November 10, 2023, ©. Leeham News: We are discussing the different design phases of an airliner development program. After covering Conceptual, Preliminary, and Detailed design, we now discuss prototype manufacturing and testing.
Today, we look at the different flight test aircraft needed and their roles.
Last week, we looked at the important first flight test aircraft, which is used to verify the aircraft’s flight envelope and flight characteristics. For the role, it’s heavily instrumented, where test racks and flight test engineer stations replace the cabin, Figure 2.
A flight test campaign for a new airliner in the 200 to 250-seat category takes about two years and 2,000 to 2,500 Flight Hours. To cover all the test points to generate the data needed for verification of design data and certification, a fleet of test aircraft is needed.
The first flight test aircraft is used for flight envelope clearance, flying characteristics, flight control system testing and verification, and powerplant with fuel system checks.
The second flight test aircraft, which follows some four months after the first, is dedicated to system tests and verification. There are a lot of systems in an aircraft that need checking to ensure that they work as intended, that the systems cooperate with other systems correctly, and can be controlled with the aircraft’s avionics and cockpit systems.
In an airliner, we have an electrical system with power generation, hydraulic system, cabin Environmental Control System (ECS), Bleed air system for ECS, deicing and engine start, Landing gears, and APU.
The third test aircraft is used for avionics development and verification. It’s also a Certification conformant aircraft regarding avionics functions of the aircraft (cockpit pilot instrumentation, communication, navigation, systems control). It is used for certification testing for the avionics systems and the connected aircraft systems.

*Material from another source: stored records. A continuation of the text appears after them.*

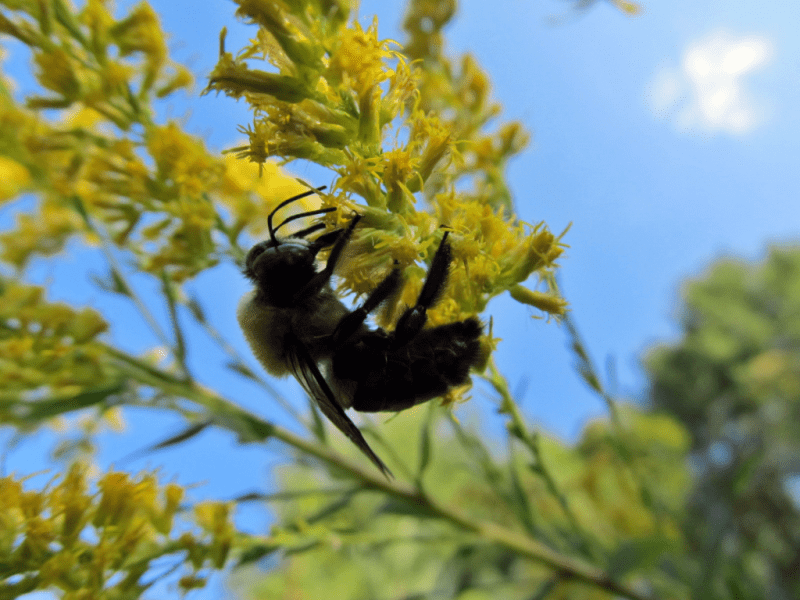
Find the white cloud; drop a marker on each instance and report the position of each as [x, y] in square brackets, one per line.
[706, 92]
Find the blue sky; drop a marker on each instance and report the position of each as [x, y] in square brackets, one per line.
[667, 141]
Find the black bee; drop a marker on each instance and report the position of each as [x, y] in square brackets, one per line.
[295, 324]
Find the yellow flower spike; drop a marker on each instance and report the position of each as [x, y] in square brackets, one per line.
[549, 303]
[359, 59]
[14, 177]
[57, 73]
[290, 32]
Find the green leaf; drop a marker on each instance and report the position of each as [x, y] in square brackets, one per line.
[41, 410]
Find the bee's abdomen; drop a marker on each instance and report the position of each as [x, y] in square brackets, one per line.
[391, 379]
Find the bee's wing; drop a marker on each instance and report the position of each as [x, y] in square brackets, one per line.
[309, 376]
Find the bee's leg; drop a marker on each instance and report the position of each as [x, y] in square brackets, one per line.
[414, 318]
[320, 279]
[350, 323]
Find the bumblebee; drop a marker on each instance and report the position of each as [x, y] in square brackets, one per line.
[296, 324]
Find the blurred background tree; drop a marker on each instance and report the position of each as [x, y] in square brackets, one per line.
[733, 381]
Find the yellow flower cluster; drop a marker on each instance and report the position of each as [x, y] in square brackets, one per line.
[91, 544]
[336, 94]
[45, 347]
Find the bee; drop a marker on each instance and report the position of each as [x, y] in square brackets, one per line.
[296, 325]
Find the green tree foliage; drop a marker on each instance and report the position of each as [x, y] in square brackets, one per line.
[733, 380]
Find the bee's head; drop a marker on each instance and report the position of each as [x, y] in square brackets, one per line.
[280, 267]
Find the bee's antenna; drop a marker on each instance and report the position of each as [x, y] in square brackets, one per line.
[319, 211]
[284, 203]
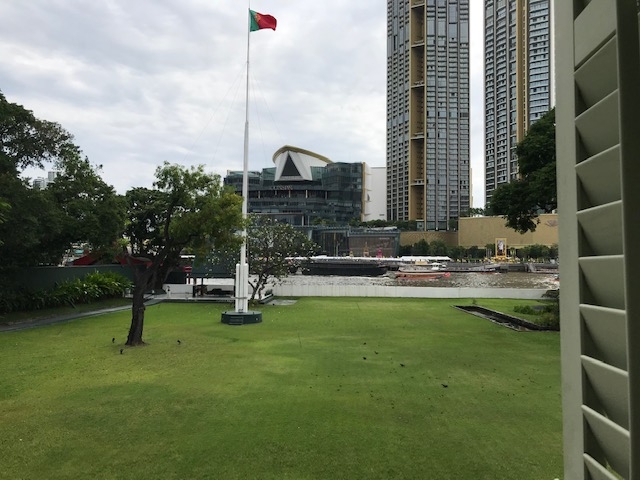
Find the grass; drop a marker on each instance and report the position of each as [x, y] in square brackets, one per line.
[47, 313]
[334, 388]
[505, 305]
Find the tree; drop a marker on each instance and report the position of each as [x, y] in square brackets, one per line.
[40, 225]
[187, 208]
[270, 245]
[91, 211]
[26, 141]
[534, 192]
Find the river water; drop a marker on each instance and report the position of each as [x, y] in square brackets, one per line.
[466, 279]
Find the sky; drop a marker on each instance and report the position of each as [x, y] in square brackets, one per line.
[141, 82]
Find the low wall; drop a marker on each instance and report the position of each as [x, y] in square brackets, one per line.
[404, 292]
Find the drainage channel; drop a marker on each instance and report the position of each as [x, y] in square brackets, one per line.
[508, 321]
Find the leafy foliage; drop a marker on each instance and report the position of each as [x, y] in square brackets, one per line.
[270, 244]
[521, 201]
[187, 208]
[94, 286]
[38, 226]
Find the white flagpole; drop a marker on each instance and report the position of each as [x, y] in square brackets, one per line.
[242, 268]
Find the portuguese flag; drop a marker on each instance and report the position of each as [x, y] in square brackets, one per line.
[258, 21]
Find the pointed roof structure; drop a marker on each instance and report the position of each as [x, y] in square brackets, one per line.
[293, 163]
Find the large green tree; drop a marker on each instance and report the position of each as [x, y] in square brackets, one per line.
[534, 192]
[187, 208]
[270, 246]
[38, 226]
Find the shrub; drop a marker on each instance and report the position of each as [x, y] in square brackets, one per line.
[94, 286]
[526, 310]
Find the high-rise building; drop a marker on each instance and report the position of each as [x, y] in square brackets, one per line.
[518, 80]
[428, 176]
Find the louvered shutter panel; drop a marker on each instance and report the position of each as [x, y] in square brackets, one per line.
[598, 141]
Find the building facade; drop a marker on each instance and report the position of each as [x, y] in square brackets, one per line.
[518, 80]
[305, 189]
[598, 146]
[428, 175]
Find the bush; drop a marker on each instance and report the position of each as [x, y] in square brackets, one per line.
[526, 310]
[94, 286]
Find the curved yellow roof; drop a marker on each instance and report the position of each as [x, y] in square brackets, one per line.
[299, 150]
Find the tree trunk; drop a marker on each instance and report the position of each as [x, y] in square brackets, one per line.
[137, 317]
[142, 281]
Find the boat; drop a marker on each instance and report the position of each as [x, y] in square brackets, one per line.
[421, 275]
[347, 266]
[423, 267]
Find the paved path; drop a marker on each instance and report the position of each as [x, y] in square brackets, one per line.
[74, 316]
[58, 319]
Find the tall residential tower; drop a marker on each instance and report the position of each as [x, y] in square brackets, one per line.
[518, 80]
[428, 176]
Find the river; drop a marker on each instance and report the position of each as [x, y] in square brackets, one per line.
[466, 279]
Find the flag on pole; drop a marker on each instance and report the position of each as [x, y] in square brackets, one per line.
[258, 21]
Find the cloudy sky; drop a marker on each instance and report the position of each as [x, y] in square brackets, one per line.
[140, 82]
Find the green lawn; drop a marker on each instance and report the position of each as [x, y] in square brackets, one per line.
[330, 388]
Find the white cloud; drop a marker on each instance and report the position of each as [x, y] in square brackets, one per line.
[138, 83]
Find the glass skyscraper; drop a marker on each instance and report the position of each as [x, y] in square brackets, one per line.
[518, 80]
[428, 176]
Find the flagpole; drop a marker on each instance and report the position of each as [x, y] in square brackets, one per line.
[242, 269]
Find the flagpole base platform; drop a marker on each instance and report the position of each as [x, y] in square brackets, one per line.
[241, 318]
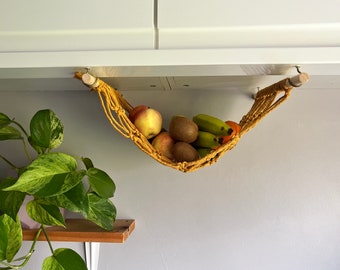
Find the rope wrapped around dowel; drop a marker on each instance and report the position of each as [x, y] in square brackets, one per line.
[117, 109]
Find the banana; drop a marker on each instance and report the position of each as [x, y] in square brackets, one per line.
[212, 124]
[206, 140]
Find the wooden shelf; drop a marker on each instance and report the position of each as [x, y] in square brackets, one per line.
[79, 230]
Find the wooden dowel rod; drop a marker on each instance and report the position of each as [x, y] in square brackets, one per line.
[298, 80]
[90, 80]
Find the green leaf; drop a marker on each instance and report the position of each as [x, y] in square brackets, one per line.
[88, 163]
[4, 120]
[64, 259]
[102, 211]
[46, 129]
[10, 201]
[101, 183]
[49, 175]
[44, 213]
[74, 200]
[11, 237]
[10, 133]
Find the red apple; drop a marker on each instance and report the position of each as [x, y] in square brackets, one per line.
[164, 143]
[147, 120]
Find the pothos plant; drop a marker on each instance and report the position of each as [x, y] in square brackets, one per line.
[53, 180]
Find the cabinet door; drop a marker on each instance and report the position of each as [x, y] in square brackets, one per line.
[246, 23]
[64, 25]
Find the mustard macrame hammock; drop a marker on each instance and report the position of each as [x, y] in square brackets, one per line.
[116, 109]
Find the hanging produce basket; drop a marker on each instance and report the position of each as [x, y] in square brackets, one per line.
[117, 109]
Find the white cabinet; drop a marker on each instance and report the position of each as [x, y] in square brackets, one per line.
[76, 25]
[245, 23]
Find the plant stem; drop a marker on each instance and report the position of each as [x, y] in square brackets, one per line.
[47, 238]
[23, 141]
[9, 163]
[25, 258]
[21, 127]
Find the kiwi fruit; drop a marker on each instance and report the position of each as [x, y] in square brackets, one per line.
[183, 129]
[183, 151]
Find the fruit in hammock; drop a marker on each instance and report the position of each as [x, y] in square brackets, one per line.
[236, 129]
[182, 128]
[203, 151]
[212, 124]
[183, 151]
[147, 120]
[164, 143]
[207, 140]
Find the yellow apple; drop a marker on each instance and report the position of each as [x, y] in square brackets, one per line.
[147, 120]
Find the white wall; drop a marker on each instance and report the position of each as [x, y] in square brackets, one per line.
[273, 202]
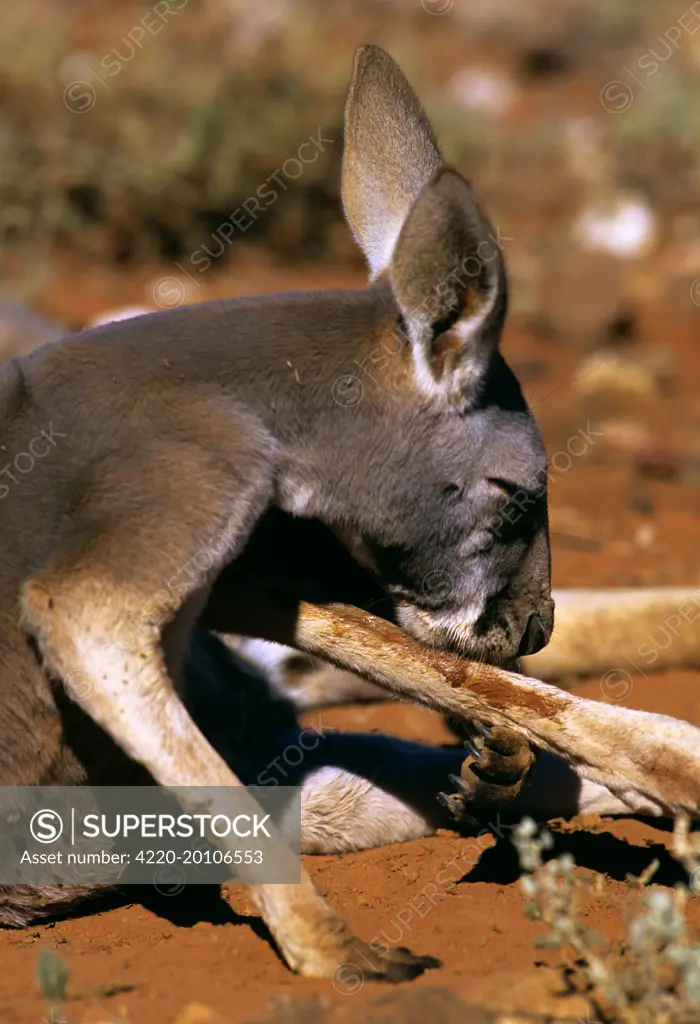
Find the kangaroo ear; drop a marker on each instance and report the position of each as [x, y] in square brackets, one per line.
[390, 154]
[448, 279]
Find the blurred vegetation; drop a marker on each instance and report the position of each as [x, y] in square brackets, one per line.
[131, 130]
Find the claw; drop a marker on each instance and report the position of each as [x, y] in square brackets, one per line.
[451, 805]
[484, 730]
[473, 750]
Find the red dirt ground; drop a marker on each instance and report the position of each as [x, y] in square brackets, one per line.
[610, 525]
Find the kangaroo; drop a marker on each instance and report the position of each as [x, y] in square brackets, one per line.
[167, 439]
[617, 632]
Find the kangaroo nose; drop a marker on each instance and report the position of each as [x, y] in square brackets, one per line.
[534, 637]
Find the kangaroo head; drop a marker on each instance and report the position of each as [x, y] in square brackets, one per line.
[439, 482]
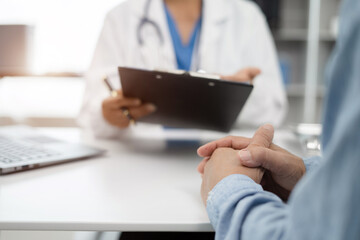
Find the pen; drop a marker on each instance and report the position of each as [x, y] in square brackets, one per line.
[111, 89]
[114, 93]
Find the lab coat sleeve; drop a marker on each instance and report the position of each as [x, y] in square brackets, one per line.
[268, 102]
[108, 56]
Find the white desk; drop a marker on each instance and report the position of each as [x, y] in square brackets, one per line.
[125, 190]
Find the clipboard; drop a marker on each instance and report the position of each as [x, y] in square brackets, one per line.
[185, 99]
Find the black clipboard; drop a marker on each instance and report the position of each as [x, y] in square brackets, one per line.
[183, 100]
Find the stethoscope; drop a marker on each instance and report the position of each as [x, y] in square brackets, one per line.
[146, 21]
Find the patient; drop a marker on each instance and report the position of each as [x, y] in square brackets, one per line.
[245, 180]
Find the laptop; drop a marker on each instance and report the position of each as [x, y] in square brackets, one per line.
[23, 148]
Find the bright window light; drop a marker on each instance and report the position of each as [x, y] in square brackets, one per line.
[65, 32]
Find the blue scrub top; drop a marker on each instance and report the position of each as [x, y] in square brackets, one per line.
[183, 52]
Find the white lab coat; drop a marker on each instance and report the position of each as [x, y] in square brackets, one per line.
[234, 35]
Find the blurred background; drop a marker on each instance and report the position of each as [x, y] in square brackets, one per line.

The fourth test aircraft is the Cabin development and verification test item. It’s then used to certify the cabin equipment and functions.
The fifth and final test aircraft is a cabin-equipped aircraft, which is serial production conform. It’s used for supplementary certification tasks, operational evaluation with different airline customers, training, and finally, a long worldwide route proving tour.
If there are supplementary certification tasks that need to be done in parallel with the above flight tests, the first serial production aircraft are temporarily retained by the OEM to fly such trials.
After completion of the certification and any supplementary tests for extension of the aircraft certificate like ILS ACT III landing and ETOPS (Extended-range Twin Operations approval), several aircraft are sold at a reduced price as business jets and heads of state transport. The OEM keeps a couple of test aircraft for supplementary development and demo flights.